Martha paled, clenching her skirt in her fists. “That can’t be. Right? Maybe they’re after the same criminals that have been chasing us.”
“Didn’t see any Pendragon operatives,” Fring added.
Fighting back against Pendragon operatives was automatic treason, and sentenced by execution. But more importantly, those men would be well-outfitted, powerful, and practiced in battle.
“If you’re talking about the people in those fancy outfits that aren’t copper outfits, they are definitely bad guys,” Miles provided helpfully. “And we need to leave right away. There’s no time left.”

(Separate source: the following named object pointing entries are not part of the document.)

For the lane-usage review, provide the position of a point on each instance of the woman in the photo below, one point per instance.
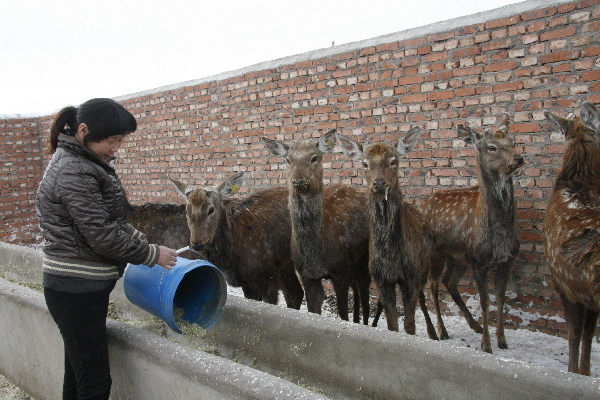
(82, 208)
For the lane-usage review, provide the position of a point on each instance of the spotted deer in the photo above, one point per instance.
(248, 239)
(476, 228)
(400, 243)
(572, 232)
(329, 227)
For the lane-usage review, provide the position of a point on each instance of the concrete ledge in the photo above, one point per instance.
(144, 366)
(344, 360)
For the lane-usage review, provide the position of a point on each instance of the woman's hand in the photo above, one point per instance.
(167, 257)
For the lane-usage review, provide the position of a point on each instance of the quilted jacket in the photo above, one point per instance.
(82, 209)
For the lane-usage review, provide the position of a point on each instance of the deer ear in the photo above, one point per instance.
(408, 141)
(181, 187)
(504, 124)
(232, 185)
(327, 142)
(467, 134)
(350, 147)
(276, 147)
(562, 123)
(589, 116)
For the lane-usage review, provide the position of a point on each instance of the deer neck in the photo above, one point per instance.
(385, 213)
(308, 240)
(221, 244)
(496, 203)
(306, 213)
(581, 169)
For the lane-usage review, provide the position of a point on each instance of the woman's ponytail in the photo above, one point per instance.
(65, 122)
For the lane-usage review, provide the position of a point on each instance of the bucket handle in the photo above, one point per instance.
(186, 248)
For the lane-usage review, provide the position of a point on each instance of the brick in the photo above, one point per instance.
(558, 33)
(538, 14)
(466, 52)
(503, 22)
(502, 66)
(507, 87)
(560, 56)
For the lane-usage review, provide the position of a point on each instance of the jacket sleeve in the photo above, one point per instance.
(80, 190)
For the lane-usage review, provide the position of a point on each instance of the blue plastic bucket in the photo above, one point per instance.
(195, 286)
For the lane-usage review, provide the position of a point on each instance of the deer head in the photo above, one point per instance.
(304, 160)
(380, 160)
(584, 129)
(496, 154)
(205, 209)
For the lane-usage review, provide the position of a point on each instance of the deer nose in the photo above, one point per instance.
(519, 159)
(197, 246)
(378, 185)
(300, 184)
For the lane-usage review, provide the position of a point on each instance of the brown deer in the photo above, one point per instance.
(476, 228)
(248, 239)
(400, 243)
(329, 227)
(572, 232)
(163, 223)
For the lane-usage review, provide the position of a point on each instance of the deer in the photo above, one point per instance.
(329, 227)
(571, 233)
(248, 239)
(400, 242)
(476, 228)
(162, 223)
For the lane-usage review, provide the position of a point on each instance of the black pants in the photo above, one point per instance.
(81, 319)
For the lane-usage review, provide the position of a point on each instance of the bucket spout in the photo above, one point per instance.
(194, 287)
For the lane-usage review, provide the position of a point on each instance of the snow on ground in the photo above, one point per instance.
(536, 348)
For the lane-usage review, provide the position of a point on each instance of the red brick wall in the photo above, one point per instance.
(20, 172)
(519, 64)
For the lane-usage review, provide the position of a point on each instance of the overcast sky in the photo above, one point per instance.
(62, 52)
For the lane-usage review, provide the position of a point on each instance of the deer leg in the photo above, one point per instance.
(574, 317)
(292, 290)
(356, 304)
(365, 303)
(315, 295)
(387, 298)
(434, 287)
(251, 293)
(377, 314)
(341, 294)
(409, 301)
(271, 294)
(451, 277)
(480, 275)
(502, 275)
(589, 328)
(430, 328)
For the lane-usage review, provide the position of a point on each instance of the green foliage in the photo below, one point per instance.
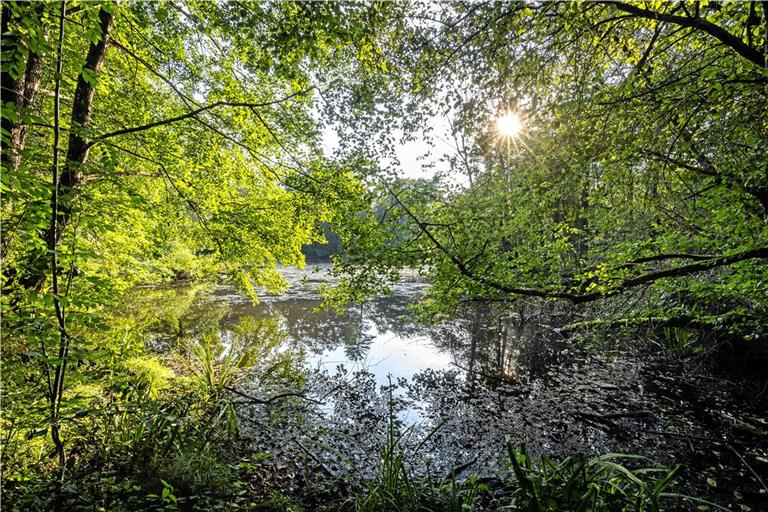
(640, 171)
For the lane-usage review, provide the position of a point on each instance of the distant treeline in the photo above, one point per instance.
(316, 252)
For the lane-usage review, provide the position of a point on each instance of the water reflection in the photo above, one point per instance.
(484, 342)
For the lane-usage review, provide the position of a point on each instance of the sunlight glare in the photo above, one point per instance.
(509, 125)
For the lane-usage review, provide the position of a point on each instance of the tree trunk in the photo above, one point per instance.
(77, 156)
(21, 91)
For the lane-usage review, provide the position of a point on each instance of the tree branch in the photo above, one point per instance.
(751, 54)
(194, 113)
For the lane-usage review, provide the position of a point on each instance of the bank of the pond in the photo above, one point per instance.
(469, 384)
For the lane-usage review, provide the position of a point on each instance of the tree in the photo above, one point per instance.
(184, 145)
(642, 165)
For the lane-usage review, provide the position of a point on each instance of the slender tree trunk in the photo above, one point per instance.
(71, 177)
(20, 91)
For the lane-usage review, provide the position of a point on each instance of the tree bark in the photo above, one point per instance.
(71, 178)
(21, 91)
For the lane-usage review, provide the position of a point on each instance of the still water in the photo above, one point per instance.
(378, 336)
(467, 384)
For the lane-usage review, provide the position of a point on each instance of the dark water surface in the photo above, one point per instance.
(467, 384)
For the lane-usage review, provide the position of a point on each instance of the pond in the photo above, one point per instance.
(467, 385)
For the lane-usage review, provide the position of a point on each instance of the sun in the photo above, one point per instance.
(509, 125)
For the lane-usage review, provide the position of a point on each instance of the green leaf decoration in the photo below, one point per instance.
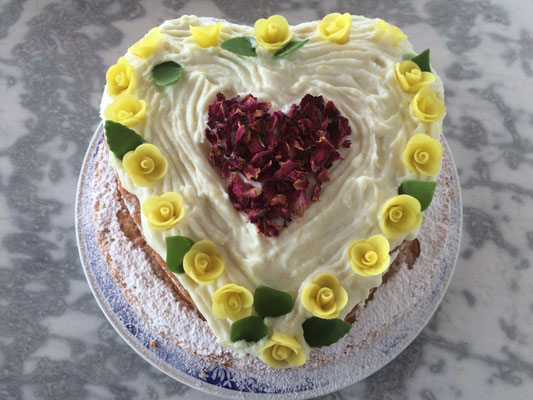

Everyone else shared looks of dismay, and Siobhan led the way in the opposite direction from the Pendragon operative. One hand held a beast core, the other her newest battle wand, and Millennium’s grip tugged on the skirt of her uselessly fluffy dress. ‘Should we split up? Send the other three away as a decoy, and I keep Miles? But would they agree to that? It might get them killed.’
The boy’s grip grew tighter as he looked around in panicked confusion, gaze once again distant. “Oh no, oh no. I was wrong.”
“About what?” Siobhan snapped, wondering if they could open the horse stalls and create a panicked stampede with a loud spell. The animals might cover their escape. But it might be better to just sneak out and avoid attention. ‘No, it would take too long to free the horses.’ Siobhan hurried instead toward the same back door that they had entered through. “Is there any way they could be tracking you?” she asked, the question for Miles as well as the other three.
They shared looks of fear and confusion, but before anyone could answer, Millennium murmured in a reedy voice, “It was bait.”
A branching explosion of red lightning and dust from underneath the door sill took away any chance to stop, ask for clarification, or try another way.
The magic sent Siobhan flying. She hit the ground and rolled painfully, catching glimpses of her companions in similar states as she tumbled.
She fell still, crumpled in the dirt and facing away from them all, the world spinning dizzily around her. The cold burn of her medallion against the skin of her chest told her it had protected her against some of whatever that spell was. As her dizziness settled, she watched from slitted eyes as a thin powder sprinkled to the ground.
Combined with the red light, it became obvious that someone had trapped the door with some sort of overpowered stunning spell. If she had to guess, it was a single-use mine artifact, not so different from the disintegration mine she’d used a few weeks ago, though thankfully not so deadly.
This is that point at the top of the metaphorical roller-coaster when you begin to fall over the edge and realize what a horrible mistake you’ve made.